Types of thermal management technologies for new energy batteries:

    Air cooling is a common and simple way of heat dissipation, which uses natural airflow or fans to blow away the heat absorbed by the radiator. It has the advantages of low cost, simple installation, reliability and easy maintenance, but is greatly affected by the environment, and early electric vehicle applications were more common.

    Liquid cooling can be divided into cold plate liquid cooling and immersion liquid cooling. Cold plate liquid cooling is an indirect heat dissipation method, which uses the coolant in the cold plate to exchange heat with the battery by contacting the cooling plate and taking away heat through the cooling channel. Immersion liquid cooling is a heat dissipation method that involves immersing battery modules in insulating cooling liquid for heat exchange. Liquid cooling has advantages such as high heat transfer efficiency and uniform heat intensity, but its cost is relatively high.

    Direct refrigerant cooling is the use of refrigerant from the vehicle air conditioning system to directly flow the refrigerant into the evaporator inside the battery. The refrigerant evaporates in the evaporator and efficiently takes away the heat from the battery system.
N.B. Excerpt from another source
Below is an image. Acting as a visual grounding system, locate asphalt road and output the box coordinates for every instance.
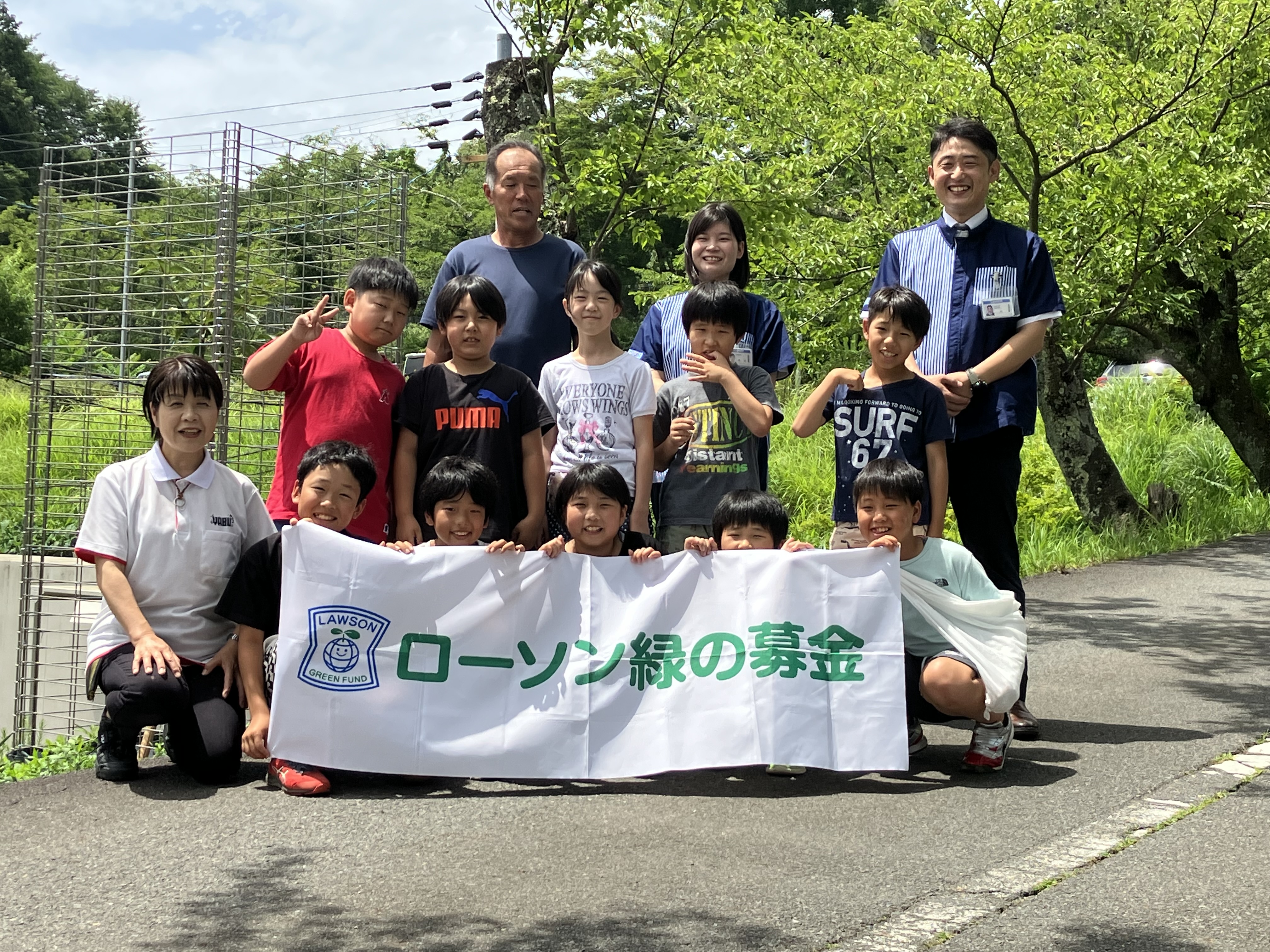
[0,536,1270,952]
This design is simple and easy to disassemble, with low maintenance costs in the later stage. However, direct heating is not possible and additional heating systems need to be added.

    Phase change materials can be divided into three types: inorganic phase change materials, organic phase change materials, and composite phase change materials. The process of absorbing and releasing heat, with a stable system temperature, can achieve an approximate constant temperature effect, and has been applied in many fields. It has simple structure, small mass, and huge latent heat characteristics, but high replacement cost and poor stability.

   With the development of related industries, the importance of energy consumption and safety by relevant departments, and the demand for stability of related products from customers, thermal management has been increasingly valued by manufacturers. Its characteristics of maintaining system stability, enhancing performance, enhancing security, and reducing costs are also favored by relevant industry professionals. Therefore, with the continuous development of related material technology, more and more solutions will be applied, and the application scenarios of thermal management will be further expanded.